ITEM 118 (Schroeppel):

Start with \( y e^{-y} = x \) and differentiate by x: \( y + y x y' - x y' = 0 \) Use this curious identity:

\( \sum_{j=1}^{n} j^{j-1} (n-j)^{n-j} B(n,j) = n^n \)

where B is the binomial function. We find

\( y = \sum_{n=1}^{\infty} \frac{n^{n-1} x^n}/{n!} \)


ITEM 120 (Euler):

Series-acceleration transformation:

\( a_0 - a_1 + a_2 - ... = \sum_k \frac{(-1)^k \Delta^{(k)} (a_0)}{2^k} \)

Where the Delta's are forward differences on the series.

 

[lpetrich]

FLOWS AND ITERATED FUNCTIONS

ITEM 126 (Schroeppel):

Analytic flow for Newton's method for finding a square root:

\( f(x) = \frac{x^2 + a}{2x}\)

\( f^{(n)}(x) = \sqrt{a} \cdot \coth( 2^n \text{arccoth} (x/\sqrt{a})) \)

For iterating n times.

ITEM 127 (Schroeppel):

When is polynomial composition commutative? For p and q, p(q(x)) = q(p(x))?

It's commutative for purely linear polynomials, polynomials that are repeated compositions of some other polynomial, and in some other cases.

 

[lpetrich]

PI

Lots of stuff on Archimedes's constant.

Sum of arctangents:

\( \sum_i n_i \arctan (y_i/x_i) = \sum_i n_i \arg (x_i + i y_i) = \arg \prod_i (x_i + i y_i)^{n_i} \)

ITEM 139 (Ramanujan):

Some of his complicated but fast-converging formulas. How did he prove them?

ITEM 143 (Salamin):

How to compute elliptic integrals (integrals over square roots of cubic or quartic polynomials)

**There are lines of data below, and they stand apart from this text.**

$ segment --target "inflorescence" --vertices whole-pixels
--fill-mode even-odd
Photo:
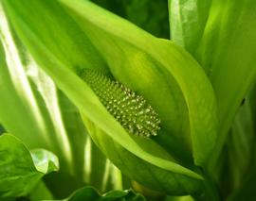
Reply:
[[[142,137],[157,134],[160,129],[158,114],[141,95],[101,72],[86,69],[81,76],[130,134]]]

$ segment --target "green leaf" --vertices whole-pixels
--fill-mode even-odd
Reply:
[[[213,0],[197,50],[197,60],[209,75],[219,107],[220,134],[212,159],[220,155],[240,103],[255,78],[255,9],[253,0]]]
[[[114,185],[110,182],[114,175],[116,176],[112,165],[91,142],[78,109],[38,68],[15,30],[9,27],[2,11],[1,39],[7,58],[1,48],[0,120],[6,129],[28,148],[47,148],[58,156],[60,172],[46,178],[54,195],[66,196],[84,184],[92,184],[103,192],[109,188],[119,189],[119,182]],[[6,60],[12,59],[18,64],[9,62],[7,65]],[[13,78],[12,74],[19,78]],[[33,97],[27,95],[27,92]],[[94,166],[101,169],[96,170]],[[108,176],[103,177],[104,174]],[[67,181],[70,185],[64,189],[61,184]]]
[[[152,140],[141,140],[130,136],[114,119],[114,117],[109,114],[86,83],[76,75],[77,72],[74,68],[72,66],[66,66],[64,61],[63,62],[59,59],[60,58],[58,59],[55,57],[55,55],[50,51],[50,46],[47,46],[47,44],[46,45],[41,40],[40,35],[37,35],[33,25],[30,26],[30,24],[27,24],[27,20],[25,19],[31,18],[31,12],[29,12],[29,9],[41,9],[41,1],[33,1],[33,8],[29,8],[28,9],[27,7],[31,7],[30,5],[26,5],[26,7],[24,7],[25,4],[16,5],[13,2],[10,2],[11,1],[4,1],[4,5],[19,37],[26,43],[41,67],[44,68],[45,71],[53,78],[68,98],[73,101],[74,105],[79,108],[80,111],[84,116],[84,119],[89,120],[87,125],[91,124],[90,122],[92,122],[91,127],[94,127],[94,125],[96,125],[96,130],[95,132],[91,132],[91,134],[98,135],[103,139],[102,141],[101,139],[101,142],[105,142],[105,143],[103,144],[104,146],[101,148],[107,146],[108,142],[114,142],[115,145],[119,148],[119,151],[123,155],[123,158],[121,157],[121,159],[127,158],[132,159],[135,161],[139,161],[139,165],[149,165],[150,168],[155,172],[155,176],[163,176],[156,174],[159,172],[164,174],[165,178],[168,176],[168,183],[165,183],[163,177],[161,179],[155,179],[152,173],[141,173],[141,180],[144,181],[145,179],[148,181],[150,179],[148,177],[151,177],[152,179],[150,183],[145,182],[147,186],[156,188],[155,182],[158,181],[161,182],[161,185],[158,185],[157,189],[160,188],[161,191],[167,192],[168,193],[184,194],[197,191],[202,182],[202,177],[199,175],[176,163],[162,147]],[[170,42],[154,38],[126,21],[117,18],[115,15],[111,15],[89,2],[78,1],[76,4],[73,3],[71,6],[75,6],[73,8],[75,10],[77,9],[79,14],[82,14],[82,16],[84,13],[88,14],[87,16],[82,16],[82,20],[79,21],[79,24],[82,28],[84,28],[84,26],[82,26],[83,23],[86,24],[88,30],[84,30],[84,32],[90,36],[90,40],[93,42],[97,43],[97,41],[99,41],[97,47],[102,48],[101,52],[101,54],[105,51],[105,54],[103,55],[104,59],[106,59],[107,56],[111,56],[109,58],[110,60],[107,61],[109,63],[112,61],[109,67],[116,78],[134,87],[137,84],[138,87],[143,85],[145,86],[146,82],[144,81],[146,79],[141,79],[142,84],[139,83],[140,77],[136,77],[136,69],[131,68],[132,64],[137,66],[140,63],[143,64],[144,68],[149,64],[148,70],[150,70],[150,75],[153,78],[157,79],[155,84],[158,85],[158,83],[160,83],[160,85],[163,85],[162,83],[165,83],[165,90],[168,90],[168,84],[171,85],[171,81],[169,82],[168,80],[173,80],[174,90],[177,91],[177,96],[179,94],[179,98],[177,98],[178,101],[176,101],[175,104],[179,104],[181,102],[181,106],[185,106],[185,109],[181,107],[179,109],[184,109],[183,111],[185,111],[185,114],[187,114],[186,109],[189,111],[189,117],[187,116],[186,121],[190,118],[191,136],[192,139],[193,155],[196,164],[205,163],[214,145],[216,132],[216,106],[213,91],[201,67],[186,52]],[[22,13],[18,11],[20,9],[22,9]],[[26,10],[28,10],[28,12],[25,13]],[[82,10],[83,11],[82,12]],[[86,10],[86,12],[84,12],[84,10]],[[37,16],[38,15],[34,15],[33,19],[36,19]],[[89,16],[91,16],[92,19],[89,20]],[[104,22],[106,18],[108,19],[109,26],[105,26]],[[41,18],[39,18],[38,21],[41,25],[45,22]],[[89,22],[92,22],[92,24]],[[94,24],[97,25],[94,25]],[[97,29],[97,26],[106,29]],[[124,28],[120,29],[119,27],[121,26]],[[112,30],[113,27],[116,27],[115,31]],[[104,34],[105,31],[109,33]],[[94,34],[91,32],[95,34],[96,38],[93,38]],[[134,34],[130,35],[127,33]],[[110,51],[111,48],[107,48],[107,46],[110,46],[110,44],[113,45],[114,42],[112,41],[110,43],[109,39],[116,39],[117,43],[120,45],[120,48],[123,51],[127,50],[127,52],[120,54],[117,51],[117,45],[113,46],[113,51]],[[104,41],[106,43],[101,44],[101,42],[103,42]],[[55,41],[51,41],[51,42],[55,42]],[[129,44],[127,44],[128,42]],[[131,60],[129,60],[130,53],[133,53],[133,50],[135,50],[135,55],[132,55]],[[125,54],[128,53],[129,57],[125,57]],[[116,59],[117,62],[115,62],[115,58],[113,57],[115,54],[120,54],[119,56],[122,57],[119,58],[123,58],[124,59]],[[141,62],[136,62],[137,59],[141,60]],[[123,63],[123,61],[126,60],[127,65],[124,65],[125,73],[121,74],[120,71],[122,70],[120,68],[119,69],[117,64]],[[155,64],[154,65],[154,63]],[[88,67],[93,68],[93,66]],[[129,68],[131,68],[131,72],[128,71]],[[141,68],[141,71],[145,70]],[[128,75],[132,77],[135,76],[131,79],[130,83]],[[142,75],[140,74],[140,75]],[[174,77],[174,79],[172,78],[173,76]],[[154,92],[155,92],[155,90],[156,89],[154,88]],[[155,108],[159,108],[159,110],[161,109],[162,112],[165,112],[164,108],[160,104],[166,104],[167,102],[164,94],[160,96],[161,98],[158,98],[160,99],[160,102],[157,102],[156,100],[157,95],[159,94],[159,89],[157,89],[156,94],[152,93],[152,92],[150,94],[150,92],[145,91],[145,89],[138,89],[137,92],[144,94],[151,104],[158,106]],[[197,94],[198,96],[196,95],[195,98],[194,94]],[[173,104],[172,107],[175,109],[174,104],[172,103],[172,100],[173,99],[171,98],[170,104]],[[187,105],[185,105],[185,103]],[[186,115],[184,116],[186,117]],[[164,116],[166,120],[168,117],[172,117],[172,112]],[[177,117],[175,116],[174,118]],[[177,119],[180,121],[180,118]],[[180,123],[176,121],[174,122],[174,124]],[[166,124],[166,126],[170,126]],[[172,137],[172,135],[174,134],[178,136],[178,133],[168,133],[168,136]],[[185,138],[187,142],[190,142],[191,136],[189,135]],[[150,145],[153,145],[152,150],[154,150],[154,153],[149,150]],[[175,147],[180,146],[181,149],[183,149],[182,143],[175,144],[173,142],[172,145]],[[169,144],[169,147],[172,147],[172,145]],[[118,158],[119,153],[114,152],[115,150],[111,150],[111,147],[109,148],[109,152],[113,154],[111,154],[111,157],[114,158],[111,159],[118,161],[119,159]],[[132,166],[133,163],[128,161],[128,164]],[[132,167],[134,168],[133,172],[129,174],[136,176],[137,174],[137,170],[135,168],[135,165]],[[125,167],[121,166],[120,169],[122,168]],[[170,186],[172,188],[170,188]],[[180,188],[180,186],[183,188]]]
[[[201,41],[212,0],[169,0],[171,39],[192,55]]]
[[[2,7],[0,7],[0,122],[7,131],[16,134],[29,148],[39,145],[47,148],[50,143],[45,135],[47,127],[39,114],[38,105],[31,94],[19,58],[12,54],[16,49]],[[7,59],[9,61],[9,65]],[[25,126],[27,124],[29,126]]]
[[[92,2],[129,20],[156,37],[169,39],[166,0],[157,2],[155,0],[92,0]]]
[[[174,138],[173,152],[182,150],[176,142],[184,147],[192,141],[195,163],[204,163],[214,146],[217,117],[214,92],[201,67],[170,42],[155,39],[90,2],[62,2],[74,11],[114,76],[142,94],[159,113],[164,132],[159,138],[166,133]],[[166,139],[161,140],[164,144]]]
[[[68,198],[62,201],[145,201],[144,197],[132,190],[111,191],[100,195],[93,187],[83,187],[74,192]],[[50,201],[50,200],[47,200]],[[61,200],[60,200],[61,201]]]
[[[59,170],[59,159],[51,152],[45,149],[33,149],[31,156],[37,171],[48,174]]]
[[[0,197],[27,195],[46,174],[59,169],[58,159],[48,151],[37,150],[32,156],[15,137],[0,136]]]

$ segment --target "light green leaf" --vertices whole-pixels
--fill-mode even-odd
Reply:
[[[74,18],[101,51],[114,76],[156,109],[168,137],[181,138],[185,144],[190,141],[188,131],[181,129],[189,126],[189,115],[195,163],[203,164],[214,146],[217,117],[214,92],[201,67],[171,42],[155,39],[90,2],[61,2],[74,11]],[[178,150],[175,141],[170,144]]]
[[[59,168],[56,157],[46,150],[34,163],[31,154],[27,147],[15,137],[4,134],[0,136],[0,197],[17,197],[27,195],[41,178],[47,173],[57,171]],[[52,160],[54,159],[54,160]],[[42,172],[39,163],[47,166]]]
[[[76,75],[77,72],[74,71],[74,68],[72,66],[66,66],[64,62],[63,62],[61,59],[58,59],[58,58],[55,57],[55,55],[52,54],[52,52],[50,51],[50,46],[45,45],[44,42],[37,35],[33,27],[30,26],[29,24],[26,23],[25,19],[31,18],[31,13],[29,11],[27,14],[24,13],[27,8],[27,6],[24,7],[25,4],[16,5],[13,2],[10,2],[11,1],[4,1],[4,5],[7,12],[9,13],[11,23],[13,24],[15,29],[18,32],[19,37],[21,37],[23,42],[28,47],[29,51],[32,53],[37,62],[46,70],[46,72],[53,78],[53,80],[60,87],[60,89],[64,92],[65,94],[70,98],[70,100],[72,100],[73,103],[79,108],[82,114],[84,115],[86,119],[89,119],[88,124],[90,124],[90,122],[93,122],[92,126],[94,126],[94,125],[97,126],[95,128],[96,131],[98,130],[97,135],[99,137],[105,138],[103,142],[106,141],[107,142],[109,139],[110,142],[113,141],[115,143],[117,143],[116,145],[118,147],[120,147],[119,151],[123,156],[131,159],[134,158],[135,160],[139,160],[141,162],[140,164],[144,163],[150,165],[150,167],[152,167],[153,170],[155,171],[155,173],[157,173],[157,171],[164,173],[165,176],[169,177],[168,184],[172,184],[172,187],[174,187],[174,191],[172,191],[172,188],[170,187],[168,187],[168,189],[163,188],[162,191],[168,192],[169,193],[179,194],[191,193],[194,191],[197,191],[199,185],[201,184],[201,176],[193,171],[177,164],[174,160],[172,159],[172,157],[168,153],[166,153],[165,150],[162,149],[162,147],[157,145],[152,140],[139,140],[137,138],[133,138],[132,136],[128,135],[124,128],[114,119],[113,116],[109,114],[109,112],[102,106],[99,98],[86,85],[86,83],[84,83]],[[132,55],[133,57],[131,57],[131,60],[128,60],[128,64],[124,66],[126,68],[126,73],[123,74],[124,77],[121,77],[122,74],[119,73],[120,69],[119,69],[117,66],[117,63],[122,62],[122,60],[117,60],[116,63],[113,62],[113,65],[110,66],[113,75],[119,80],[124,83],[128,83],[128,77],[126,77],[125,75],[134,75],[136,76],[134,73],[136,69],[131,69],[132,73],[127,71],[127,69],[128,67],[132,66],[132,61],[137,60],[137,58],[138,58],[137,59],[145,60],[144,64],[151,64],[149,66],[149,70],[153,71],[153,73],[150,73],[152,75],[154,75],[154,77],[157,78],[158,75],[161,74],[164,75],[160,77],[165,77],[165,79],[172,78],[172,76],[174,77],[174,81],[177,82],[178,84],[176,85],[175,89],[178,90],[180,88],[180,91],[182,91],[183,93],[181,93],[181,92],[179,91],[179,94],[181,94],[181,97],[182,95],[185,96],[185,100],[182,98],[180,100],[183,100],[183,104],[185,104],[186,101],[186,107],[188,107],[189,110],[189,117],[191,121],[191,135],[192,139],[192,148],[195,161],[197,164],[203,164],[206,161],[208,156],[210,154],[210,151],[214,144],[214,138],[216,132],[216,106],[214,102],[213,91],[201,67],[187,53],[182,51],[180,48],[174,46],[170,42],[161,41],[154,38],[153,36],[141,31],[141,29],[138,29],[137,27],[132,25],[126,21],[117,18],[117,16],[112,16],[108,12],[99,8],[98,7],[94,6],[89,2],[78,1],[76,2],[76,4],[73,3],[72,5],[76,6],[73,8],[75,10],[78,9],[79,14],[87,13],[88,16],[93,16],[93,18],[90,20],[88,20],[88,16],[82,16],[83,20],[81,21],[81,25],[83,23],[88,25],[88,31],[85,30],[85,33],[90,36],[90,40],[95,43],[97,40],[103,42],[104,40],[101,40],[101,40],[100,38],[97,38],[99,37],[99,35],[101,35],[101,37],[103,37],[103,39],[107,39],[106,43],[103,43],[104,45],[102,43],[101,44],[100,42],[97,45],[98,48],[104,47],[103,50],[108,50],[104,55],[104,58],[106,58],[107,54],[109,55],[111,53],[110,49],[107,49],[106,46],[110,44],[108,43],[109,39],[113,40],[113,38],[117,39],[117,42],[119,43],[119,45],[120,45],[122,50],[127,49],[129,53],[131,50],[136,50],[135,55]],[[34,1],[34,4],[35,5],[33,5],[32,9],[40,9],[40,6],[38,8],[35,7],[37,6],[37,4],[40,3],[38,1]],[[28,7],[30,6],[28,5]],[[29,8],[28,10],[30,8]],[[19,9],[23,10],[22,14],[17,11]],[[83,10],[83,12],[82,13],[81,10]],[[84,10],[86,10],[86,12],[84,12]],[[34,16],[34,19],[36,17],[37,15]],[[108,23],[110,24],[109,26],[105,26],[104,25],[106,17],[108,19]],[[88,18],[88,21],[86,20],[86,18]],[[93,23],[88,23],[90,21],[92,21]],[[41,23],[43,22],[44,21],[42,21]],[[116,25],[116,23],[118,25]],[[119,28],[123,23],[125,25],[125,28]],[[99,25],[95,26],[93,25],[94,24]],[[97,26],[99,25],[106,29],[97,29]],[[84,28],[84,26],[82,25],[82,27]],[[113,27],[117,27],[117,29],[115,29],[115,31],[113,31],[112,33],[111,30]],[[98,34],[96,33],[97,31],[94,30],[94,28],[97,31],[99,30]],[[89,31],[94,32],[96,34],[96,38],[93,38],[91,32]],[[109,33],[104,34],[104,31],[108,31]],[[127,33],[134,34],[127,35]],[[131,37],[128,38],[129,36]],[[128,41],[126,40],[126,38],[129,39],[129,45],[127,44]],[[55,42],[55,41],[52,41],[52,42]],[[113,42],[111,44],[114,44]],[[116,51],[118,46],[114,47],[114,50]],[[113,51],[112,53],[119,53],[115,51]],[[124,53],[126,54],[128,52]],[[127,59],[124,57],[125,55],[121,56],[125,59]],[[113,61],[115,58],[113,58],[112,56],[110,59]],[[155,62],[155,65],[153,64],[152,60]],[[107,61],[110,62],[109,60]],[[134,63],[137,65],[137,62]],[[143,64],[143,62],[141,63]],[[146,67],[146,65],[144,66]],[[88,67],[93,68],[93,66]],[[141,70],[143,71],[143,69]],[[132,84],[135,85],[136,83],[139,84],[138,80],[139,77],[134,77],[128,84],[131,86]],[[157,78],[157,81],[163,83],[161,78],[159,77]],[[157,84],[157,82],[155,82],[155,84]],[[174,86],[175,85],[174,85]],[[138,92],[141,93],[143,93],[144,92],[145,96],[147,94],[147,98],[149,99],[149,101],[155,104],[158,104],[159,108],[161,109],[160,104],[157,103],[157,101],[155,100],[156,95],[153,94],[153,96],[151,97],[154,98],[151,100],[150,94],[148,92],[142,90],[139,90]],[[198,97],[196,96],[195,98],[194,94],[197,94]],[[162,97],[162,100],[163,99],[164,96]],[[163,109],[161,109],[164,112]],[[103,132],[101,132],[101,130],[103,130]],[[94,132],[91,133],[94,134]],[[169,135],[171,135],[171,133]],[[190,141],[190,136],[187,140]],[[142,146],[143,143],[145,143],[146,145],[154,145],[155,147],[155,149],[153,149],[155,150],[155,152],[151,153],[149,150],[145,150],[145,146]],[[112,150],[110,150],[110,152],[114,153]],[[119,153],[116,152],[115,154],[117,156],[117,154]],[[114,154],[113,157],[115,157]],[[137,172],[134,172],[134,175],[135,174],[137,174]],[[148,177],[149,174],[147,174],[147,176],[142,176],[143,177]],[[176,178],[176,180],[174,179],[174,176]],[[143,179],[147,178],[145,177]],[[155,187],[155,180],[151,182],[152,183],[147,183],[147,185]],[[165,187],[167,186],[167,184],[164,183],[164,180],[161,180],[161,185]],[[178,188],[180,182],[182,183],[184,189]],[[188,188],[185,187],[187,185]]]
[[[59,170],[59,159],[51,152],[45,149],[30,151],[37,171],[47,174]]]
[[[220,155],[240,103],[255,78],[255,9],[253,0],[213,0],[197,50],[197,60],[210,76],[219,107],[220,134],[213,160]]]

There is a nice little algorithm for doing so called arithmetic-geometric mean. Start with some values connected to what one wants to compute. Then calculate their arithmetic and geometric means. Repeat on these results until the two values converge. For example:

Complete elliptic integral of the first kind: K(m) = (pi/2)/agm(1,sqrt(1-m))

 

[lpetrich]

ITEM 146: MUNCHING SQUARES --  Munching square -- cute display hack

ITEM 149 (Minsky): CIRCLE ALGORITHM

x' = x - e*y
y' = y + e*x'
(using the new x in the second equation)

One can also do a Chebyshev recurrence:

x'' = (2-e^2)*x' - x

ITEM 154 (Gosper):

The myth that any given programming language is machine independent is easily exploded by computing the sum of powers of 2.

• If the result loops with period = 1 with sign +, you are on a sign-magnitude machine.
• If the result loops with period = 1 at -1, you are on a twos-complement machine.
• If the result loops with period > 1, including the beginning, you are on a ones-complement machine.
• If the result loops with period > 1, not including the beginning, your machine isn't binary -- the pattern should tell you the base.
• If you run out of memory, you are on a string or Bignum system.
• If arithmetic overflow is a fatal error, some fascist pig with a read-only mind is trying to enforce machine independence. But the very ability to trap overflow is machine dependent.

I wrote a short program to do that, and I find that my iMac, with its Intel Core i7 CPU, does twos-complement integer arithmetic in every integer data type that it supports: 8-bit, 16-bit, 32-bit, and 64-bit.

Twos-complement seems to be universal among CPU chips, though it was anything but universal in older mainframe and minicomputer architectures. That's also true of power-of-2 data sizes.